Caden Davis missed a 34-yard effort a play after Tre Harris dropped a would-be first down. Harris was in the process of securing the catch when he re-injured his groin. Harris grabbed the leg and dropped the ball, leading to the Davis miss.

Micah Davis, who moonlighted at running back, carrying it 11 times for 27 yards, muffed a punt in the third quarter that led to three Florida points and a tied quarter that Ole Miss statistically dominated. Florida had negative-9 yards in the third quarter but tied the period, 3-3.

Ole Miss lost special teams, in general, as Florida averaged 49 yards per punt, had no miscues and knocked in a 53-yard field goal.

The Rebels' struggles overshadowed a big passing day from Jaxson Dart. The quarterback was 24-for-41 for 323 yards and was also the Rebels' leading rusher.

He played well until two interceptions ended Ole Miss' final two drives of the game. The first was into tons of coverage in the end zone with no receiver around and the second was a miscommunication with Wells down the right sideline with 24 seconds left.

Ole Miss played well defensively in the second half but struggled to secure Florida's DJ Lagway in the first half. The freshman spun out of sacks and made some big plays with Rebels wrapped on him.
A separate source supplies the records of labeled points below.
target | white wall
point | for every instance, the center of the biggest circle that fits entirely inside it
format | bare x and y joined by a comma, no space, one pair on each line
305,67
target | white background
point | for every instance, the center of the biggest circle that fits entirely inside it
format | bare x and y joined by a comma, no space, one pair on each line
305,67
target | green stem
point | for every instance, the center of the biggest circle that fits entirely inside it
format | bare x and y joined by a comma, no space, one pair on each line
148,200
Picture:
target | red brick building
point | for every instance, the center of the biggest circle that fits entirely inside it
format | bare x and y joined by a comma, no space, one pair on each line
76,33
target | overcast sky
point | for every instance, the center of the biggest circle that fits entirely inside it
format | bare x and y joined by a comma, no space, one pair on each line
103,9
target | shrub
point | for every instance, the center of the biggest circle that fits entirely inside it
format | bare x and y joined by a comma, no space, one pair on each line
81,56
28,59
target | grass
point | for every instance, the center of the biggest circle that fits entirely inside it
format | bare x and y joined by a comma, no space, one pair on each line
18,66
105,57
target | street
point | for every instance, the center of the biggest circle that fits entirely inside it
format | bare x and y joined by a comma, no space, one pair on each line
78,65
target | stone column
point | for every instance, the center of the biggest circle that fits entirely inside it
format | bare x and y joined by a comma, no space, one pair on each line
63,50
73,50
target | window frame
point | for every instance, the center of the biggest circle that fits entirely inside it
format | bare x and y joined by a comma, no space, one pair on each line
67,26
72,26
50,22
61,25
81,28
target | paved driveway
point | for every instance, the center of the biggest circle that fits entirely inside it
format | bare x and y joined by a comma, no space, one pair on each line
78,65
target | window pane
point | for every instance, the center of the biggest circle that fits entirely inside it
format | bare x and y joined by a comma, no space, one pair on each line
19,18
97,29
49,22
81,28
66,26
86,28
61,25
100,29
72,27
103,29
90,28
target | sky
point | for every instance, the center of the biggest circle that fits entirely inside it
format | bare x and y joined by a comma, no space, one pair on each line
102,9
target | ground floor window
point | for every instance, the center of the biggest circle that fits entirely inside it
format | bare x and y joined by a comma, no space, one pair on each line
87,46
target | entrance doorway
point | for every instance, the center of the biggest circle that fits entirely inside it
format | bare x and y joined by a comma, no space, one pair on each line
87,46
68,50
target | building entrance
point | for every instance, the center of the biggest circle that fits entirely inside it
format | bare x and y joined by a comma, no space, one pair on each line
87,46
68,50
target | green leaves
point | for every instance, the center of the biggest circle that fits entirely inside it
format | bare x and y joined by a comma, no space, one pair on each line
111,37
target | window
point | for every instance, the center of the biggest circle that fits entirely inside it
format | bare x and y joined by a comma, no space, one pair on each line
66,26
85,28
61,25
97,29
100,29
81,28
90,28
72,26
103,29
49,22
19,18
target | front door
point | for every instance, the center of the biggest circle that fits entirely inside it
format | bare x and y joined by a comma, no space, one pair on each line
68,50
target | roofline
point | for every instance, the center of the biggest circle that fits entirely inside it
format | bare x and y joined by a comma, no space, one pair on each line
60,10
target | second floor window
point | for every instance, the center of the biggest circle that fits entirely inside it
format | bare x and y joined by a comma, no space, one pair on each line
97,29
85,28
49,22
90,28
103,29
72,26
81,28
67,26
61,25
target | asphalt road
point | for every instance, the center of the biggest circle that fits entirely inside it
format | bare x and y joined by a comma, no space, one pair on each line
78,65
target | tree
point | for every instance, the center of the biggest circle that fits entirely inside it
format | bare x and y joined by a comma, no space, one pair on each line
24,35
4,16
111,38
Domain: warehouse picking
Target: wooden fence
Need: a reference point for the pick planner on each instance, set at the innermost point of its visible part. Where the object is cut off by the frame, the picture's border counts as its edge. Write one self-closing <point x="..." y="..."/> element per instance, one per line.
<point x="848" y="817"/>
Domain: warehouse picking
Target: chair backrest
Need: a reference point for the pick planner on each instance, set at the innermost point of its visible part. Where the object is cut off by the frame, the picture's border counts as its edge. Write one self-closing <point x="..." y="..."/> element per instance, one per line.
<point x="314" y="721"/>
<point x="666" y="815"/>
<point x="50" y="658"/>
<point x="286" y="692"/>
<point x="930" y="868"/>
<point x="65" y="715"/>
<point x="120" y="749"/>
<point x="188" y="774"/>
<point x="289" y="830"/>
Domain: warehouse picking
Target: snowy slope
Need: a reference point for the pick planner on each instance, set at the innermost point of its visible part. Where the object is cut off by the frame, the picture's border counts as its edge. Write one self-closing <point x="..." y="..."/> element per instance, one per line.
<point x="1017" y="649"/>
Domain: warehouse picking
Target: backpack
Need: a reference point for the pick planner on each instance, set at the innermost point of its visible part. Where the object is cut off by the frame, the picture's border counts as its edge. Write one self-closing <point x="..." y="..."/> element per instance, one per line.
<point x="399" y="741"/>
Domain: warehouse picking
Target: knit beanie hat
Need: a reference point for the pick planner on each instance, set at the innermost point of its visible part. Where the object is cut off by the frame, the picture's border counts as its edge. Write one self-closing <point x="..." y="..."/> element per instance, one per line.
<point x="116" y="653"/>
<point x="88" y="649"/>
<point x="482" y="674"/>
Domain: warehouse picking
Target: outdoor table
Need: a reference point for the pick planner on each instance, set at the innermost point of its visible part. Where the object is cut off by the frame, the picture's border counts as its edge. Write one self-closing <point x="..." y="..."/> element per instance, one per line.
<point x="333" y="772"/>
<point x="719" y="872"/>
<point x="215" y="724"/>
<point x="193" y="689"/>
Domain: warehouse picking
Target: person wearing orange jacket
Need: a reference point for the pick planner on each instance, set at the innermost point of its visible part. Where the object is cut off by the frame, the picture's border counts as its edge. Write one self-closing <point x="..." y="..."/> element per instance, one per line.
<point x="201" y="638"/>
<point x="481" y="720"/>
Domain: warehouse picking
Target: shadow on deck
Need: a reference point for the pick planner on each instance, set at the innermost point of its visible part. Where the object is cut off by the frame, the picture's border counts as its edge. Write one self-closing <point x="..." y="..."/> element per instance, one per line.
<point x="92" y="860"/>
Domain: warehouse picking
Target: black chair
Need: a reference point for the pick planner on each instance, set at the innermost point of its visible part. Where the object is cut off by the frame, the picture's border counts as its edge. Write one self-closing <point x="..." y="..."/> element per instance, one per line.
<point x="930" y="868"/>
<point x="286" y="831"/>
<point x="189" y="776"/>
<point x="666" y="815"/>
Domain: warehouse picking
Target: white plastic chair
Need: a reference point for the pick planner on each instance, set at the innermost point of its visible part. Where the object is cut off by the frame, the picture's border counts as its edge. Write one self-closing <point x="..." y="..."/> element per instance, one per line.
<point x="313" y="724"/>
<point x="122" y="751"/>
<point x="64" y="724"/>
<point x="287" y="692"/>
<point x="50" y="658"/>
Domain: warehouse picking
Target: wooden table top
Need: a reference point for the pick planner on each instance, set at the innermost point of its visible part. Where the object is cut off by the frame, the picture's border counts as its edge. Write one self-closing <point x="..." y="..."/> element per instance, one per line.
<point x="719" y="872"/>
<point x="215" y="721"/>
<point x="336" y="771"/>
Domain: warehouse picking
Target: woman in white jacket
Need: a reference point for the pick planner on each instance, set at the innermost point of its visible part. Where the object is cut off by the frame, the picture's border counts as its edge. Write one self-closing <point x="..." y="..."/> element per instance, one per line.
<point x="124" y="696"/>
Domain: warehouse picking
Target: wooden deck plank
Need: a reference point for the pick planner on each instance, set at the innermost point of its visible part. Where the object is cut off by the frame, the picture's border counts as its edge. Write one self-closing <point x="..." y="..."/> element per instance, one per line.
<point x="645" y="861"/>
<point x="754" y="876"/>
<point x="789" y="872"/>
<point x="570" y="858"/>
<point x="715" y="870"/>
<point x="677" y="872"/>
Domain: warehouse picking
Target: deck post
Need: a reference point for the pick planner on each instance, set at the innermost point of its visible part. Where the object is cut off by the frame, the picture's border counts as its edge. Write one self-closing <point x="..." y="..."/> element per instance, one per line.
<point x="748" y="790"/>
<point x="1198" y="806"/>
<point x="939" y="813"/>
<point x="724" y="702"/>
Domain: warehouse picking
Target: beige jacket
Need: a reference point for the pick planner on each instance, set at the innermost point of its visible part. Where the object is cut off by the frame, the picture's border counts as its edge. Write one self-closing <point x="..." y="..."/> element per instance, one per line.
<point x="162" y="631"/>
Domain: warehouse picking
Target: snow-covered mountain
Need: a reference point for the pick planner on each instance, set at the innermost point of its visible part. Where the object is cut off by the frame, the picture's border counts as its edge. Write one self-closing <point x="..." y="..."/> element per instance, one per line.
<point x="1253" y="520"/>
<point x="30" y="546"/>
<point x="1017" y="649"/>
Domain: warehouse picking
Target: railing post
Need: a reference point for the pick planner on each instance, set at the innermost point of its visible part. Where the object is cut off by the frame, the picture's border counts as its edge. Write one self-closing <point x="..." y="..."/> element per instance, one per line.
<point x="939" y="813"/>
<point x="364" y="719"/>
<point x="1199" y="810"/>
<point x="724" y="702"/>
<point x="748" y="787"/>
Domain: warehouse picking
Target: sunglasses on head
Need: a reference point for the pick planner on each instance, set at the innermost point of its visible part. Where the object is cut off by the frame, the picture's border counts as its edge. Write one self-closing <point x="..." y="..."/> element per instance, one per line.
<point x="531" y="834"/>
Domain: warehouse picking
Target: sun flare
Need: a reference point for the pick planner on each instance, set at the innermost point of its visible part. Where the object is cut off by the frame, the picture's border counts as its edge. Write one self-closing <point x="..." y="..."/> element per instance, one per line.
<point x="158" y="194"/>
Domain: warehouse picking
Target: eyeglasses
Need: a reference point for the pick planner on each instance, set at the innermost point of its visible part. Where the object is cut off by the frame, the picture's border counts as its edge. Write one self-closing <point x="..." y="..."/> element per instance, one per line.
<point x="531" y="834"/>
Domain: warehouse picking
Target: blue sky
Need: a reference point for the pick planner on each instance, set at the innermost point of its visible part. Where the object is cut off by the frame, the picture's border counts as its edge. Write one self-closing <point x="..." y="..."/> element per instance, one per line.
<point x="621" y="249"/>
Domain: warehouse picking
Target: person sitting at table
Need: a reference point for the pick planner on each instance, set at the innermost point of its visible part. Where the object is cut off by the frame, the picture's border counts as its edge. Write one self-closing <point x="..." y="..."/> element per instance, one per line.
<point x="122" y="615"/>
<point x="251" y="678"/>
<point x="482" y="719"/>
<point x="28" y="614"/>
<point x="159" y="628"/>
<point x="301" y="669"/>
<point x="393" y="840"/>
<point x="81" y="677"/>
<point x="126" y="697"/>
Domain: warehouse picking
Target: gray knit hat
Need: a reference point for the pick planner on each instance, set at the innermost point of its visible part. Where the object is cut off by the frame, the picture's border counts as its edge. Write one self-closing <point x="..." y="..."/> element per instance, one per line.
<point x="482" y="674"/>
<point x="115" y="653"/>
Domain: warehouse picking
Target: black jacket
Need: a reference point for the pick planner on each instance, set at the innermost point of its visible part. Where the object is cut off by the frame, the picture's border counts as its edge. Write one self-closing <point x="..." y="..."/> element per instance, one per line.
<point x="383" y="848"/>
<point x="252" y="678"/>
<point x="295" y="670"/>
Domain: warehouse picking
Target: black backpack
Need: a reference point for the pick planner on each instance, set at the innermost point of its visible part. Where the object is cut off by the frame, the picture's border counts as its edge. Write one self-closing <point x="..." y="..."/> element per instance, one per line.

Crucial third-down conversions led to both Florida touchdown drives in the first half.

Meanwhile, in maybe the most key stat of the game, Ole Miss was 3-for-14 on third down, despite averaging only four yards to go. Meanwhile, Florida was 7-for-14 with an average of nine yards to go.

Florida scored the game-winning touchdown with 7:40 to go in the fourth quarter, walking in on a running play in the red zone -- what Ole Miss couldn't do in this matinee. One team was 2-for-2 in the red zone. Ole Miss was 0-for-3.

Ole Miss lost Yam Banks to a leg injury early on -- he fell on a cut that gave Florida an easy touchdown and Reece McIntyre left in the second half. Harris caught a bomb to go over 1,000 yards on the season but didn't return after the injury on the drop.

The Rebels dropped passes, including a huge misplay from Wells at the goal line and several catchable misses from Jordan Watkins, messed up routes, had blocking assignment failures, and all of that led to the day that shifted the season and really a plan that's been in some level of execution for nearly two years.

Ole Miss was good enough. Ole Miss didn't play well enough.That's what will linger for a while. It was a great plan. The Rebels didn't execute. it.